A farmyard in front of a well-appointed farmhouse, which rises up centrally in the background, with to the right a well and a small barn, and to the left in the distance a vegetable garden and a rural hamlet around a church, all set the scene for the busy occupations of the countryfolk in the foreground. Three women are preparing their vegetable harvest for market, assisted in the right background by a waggoner and watched on the left by a friendly-looking dog and a maid with a milking pail on her head and a pot with a handle in her hand. Behind her a peasant woman is letting cattle out of the barn whilst a lad is driving towards the herd a couple of sheep that have strayed into this attractive tableau, producing a light-hearted anecdote that links the various planes.

The motif of the poster announcing the sale of the farm introduces a hint of uncertainty and of impending doom.

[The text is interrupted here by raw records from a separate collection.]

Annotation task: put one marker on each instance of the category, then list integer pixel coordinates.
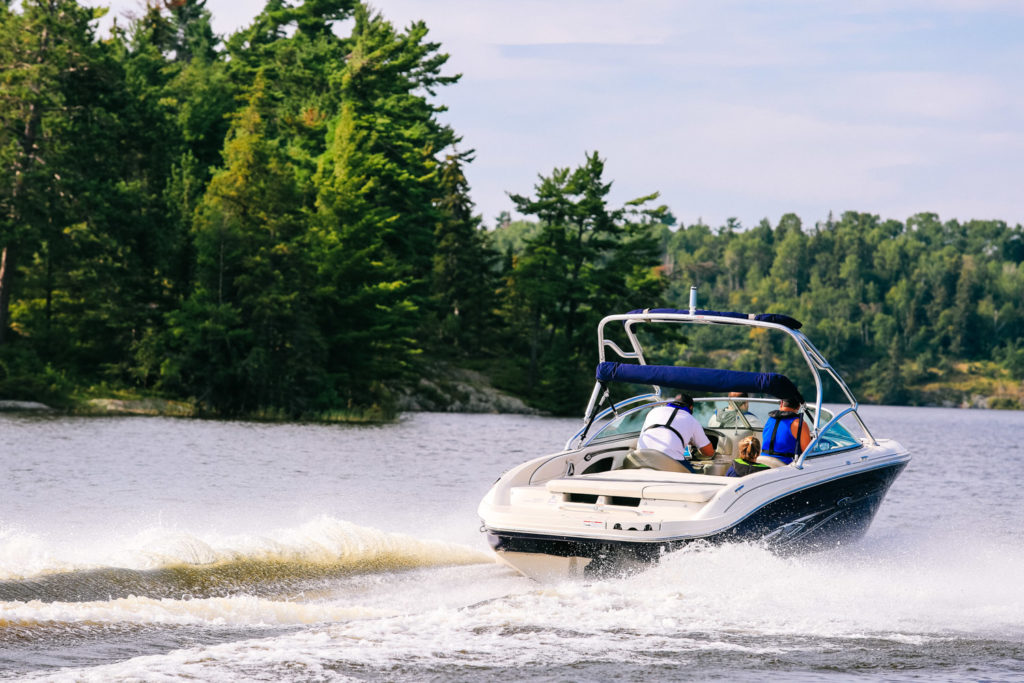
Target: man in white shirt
(672, 427)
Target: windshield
(716, 414)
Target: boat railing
(577, 439)
(812, 356)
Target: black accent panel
(814, 518)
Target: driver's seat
(652, 460)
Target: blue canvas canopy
(699, 379)
(778, 318)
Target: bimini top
(699, 379)
(778, 318)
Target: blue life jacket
(777, 435)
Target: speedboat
(599, 506)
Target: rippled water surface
(161, 549)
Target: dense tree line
(280, 222)
(891, 304)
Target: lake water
(163, 549)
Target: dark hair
(683, 399)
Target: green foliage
(585, 260)
(875, 295)
(281, 225)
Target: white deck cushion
(640, 483)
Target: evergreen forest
(278, 222)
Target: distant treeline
(279, 223)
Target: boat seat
(650, 459)
(628, 486)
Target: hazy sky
(747, 109)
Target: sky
(741, 109)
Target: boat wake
(161, 563)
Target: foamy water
(374, 568)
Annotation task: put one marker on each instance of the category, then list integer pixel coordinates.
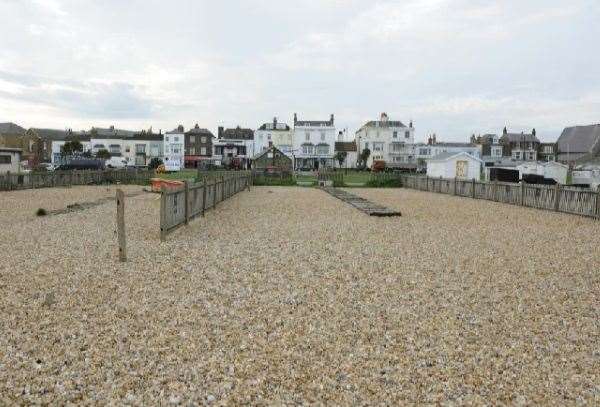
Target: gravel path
(287, 295)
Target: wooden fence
(558, 198)
(179, 206)
(9, 182)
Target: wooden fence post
(522, 199)
(121, 225)
(163, 214)
(598, 202)
(556, 197)
(186, 196)
(203, 196)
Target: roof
(348, 146)
(111, 131)
(447, 155)
(11, 128)
(238, 134)
(53, 134)
(518, 137)
(579, 139)
(284, 127)
(384, 123)
(199, 130)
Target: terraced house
(198, 146)
(388, 140)
(314, 142)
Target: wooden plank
(121, 225)
(163, 214)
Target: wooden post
(163, 214)
(203, 196)
(522, 199)
(186, 197)
(121, 225)
(598, 202)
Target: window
(307, 149)
(323, 149)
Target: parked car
(82, 164)
(116, 162)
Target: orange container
(157, 184)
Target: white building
(454, 165)
(551, 170)
(433, 148)
(10, 160)
(173, 149)
(280, 135)
(389, 141)
(314, 143)
(234, 147)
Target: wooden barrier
(179, 206)
(558, 198)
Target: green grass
(179, 175)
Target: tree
(340, 157)
(71, 148)
(103, 154)
(155, 163)
(364, 157)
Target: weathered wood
(121, 225)
(163, 214)
(556, 197)
(186, 198)
(204, 196)
(598, 202)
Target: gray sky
(456, 67)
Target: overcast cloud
(455, 67)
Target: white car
(116, 162)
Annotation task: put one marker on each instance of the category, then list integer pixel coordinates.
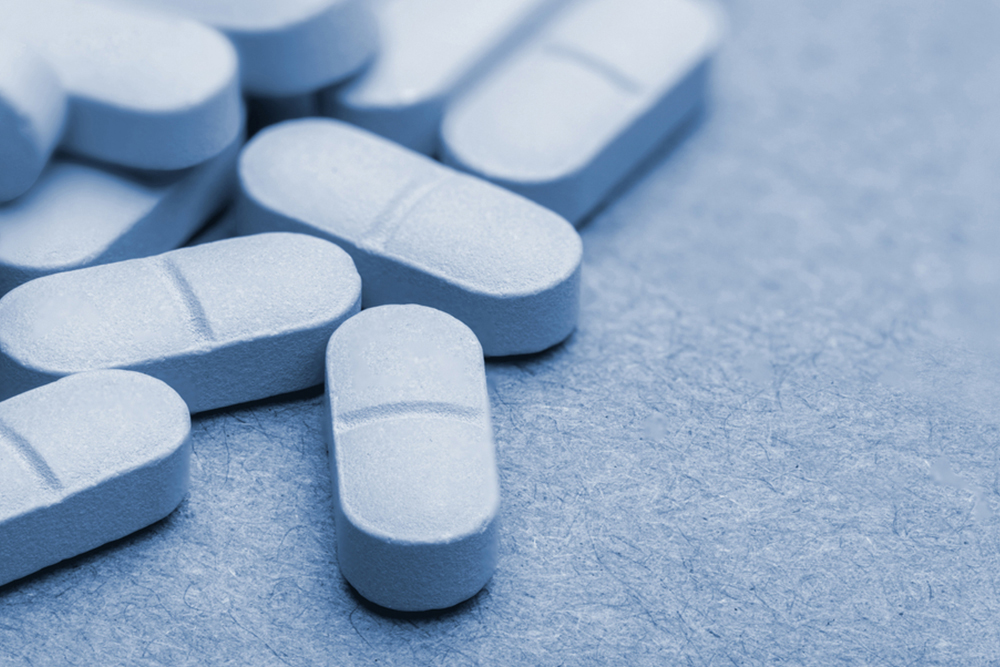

Even so, the general impression of Siberechts' composition is that of an undisturbable natural order and rural calm. In doing so he touches a sensitive chord with the modern city-dweller. Country life already exercised a particular attraction on the painter's contemporaries, leading to the building of many country houses away from the cities. The dignity with which the country-folk are depicted is typical of Siberechts. There is no longer any hint of "boorish" behaviour - a proverbial term for the low appreciation in which a civilised bourgeoisie held country people and which expressed its dislike in many a vituperative tableau.

Siberechts' noble peasants are often compared with those of France's Le Nain brothers. Possibly Siberechts drew inspiration for his noble portrayal from Brussels painter Michael Sweerts. For the motifs, such as the milkmaid carrying her heavy pail on her head, the reader is referred to her counterpart in Rubens' late landscapes. When it comes to the sculptural stateliness of Siberecht's figures, we should not forget that his father was a sculptor. This painting, the theme of which departs from his more usual "Landscapes with Fords", came into being in his Antwerp period, before the artist entered the service of the English aristocracy. An analogous work, the Farmyard, dated from 1662, is also conserved in the Brussels museum.